La prime de crise encore peu sollicitée

Si l’on en croit un article paru ce dimanche dans le quotidien dominical flamand « De Zondag », seuls une centaine d’indépendants auraient jusqu’ici introduit une demande pour pouvoir bénéficier de la prime de crise lancée le 1er juillet dernier en Belgique.
Depuis le début de la crise économique et financière en 2008, un nombre important d’indépendants en Belgique éprouvent des difficultés à survivre. La sécurité sociale pour indépendants prévoyait déjà une allocation dans le cas d’une faillite. Elle s’élève à 920 euros mensuels pour les personnes isolées et 1.320 euros pour les chefs de famille.
Le 1er juillet dernier, les autorités fédérales introduisaient également une prise de crise. Celle-ci prévoit une allocation temporaire pour les indépendants qui sont en difficultés financières mais qui veulent à tout prix éviter la faillite.

« Cette prime peut être allouée pendant un maximum de six mois », explique Ronny Lannoo de l’Unizo, l’Union des travailleurs indépendants en Flandre et à Bruxelles. « Le montant de cette prime correspond à celui que la sécurité sociale prévoit en cas de faillite ».

Demandes au compte-gouttes

Un mois et demi après l’introduction de cette prime de crise, les demandes n’affluent pas vraiment. Acerta - la plus importante caisse d’assurances sociales pour indépendants en Belgique - n’a reçu, depuis début juillet, que 60 demandes de prime de crise.

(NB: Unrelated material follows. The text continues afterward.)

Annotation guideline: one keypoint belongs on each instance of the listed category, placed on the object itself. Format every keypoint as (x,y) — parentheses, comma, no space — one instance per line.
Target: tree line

« Nos collaborateurs dans les filiales ont cependant reçu nettement plus de questions à propos de cette prime », précise le directeur des services Kurt Vertenten. « Nous estimons donc que le nombre de demandes pour cette prime va encore augmenter ».

Chez SVMB, un autre Fonds d’assurance sociale pour indépendants, même constatation. « Jusqu’ici, nous n’avons reçu que 36 demandes de prime de crise. Mais il ne faut pas perdre de vue que nous sommes en période de vacances et que beaucoup de gens en profitent pour laisser brièvement de côté leurs soucis financiers », conclut le conseiller en communications Michael Dreesen.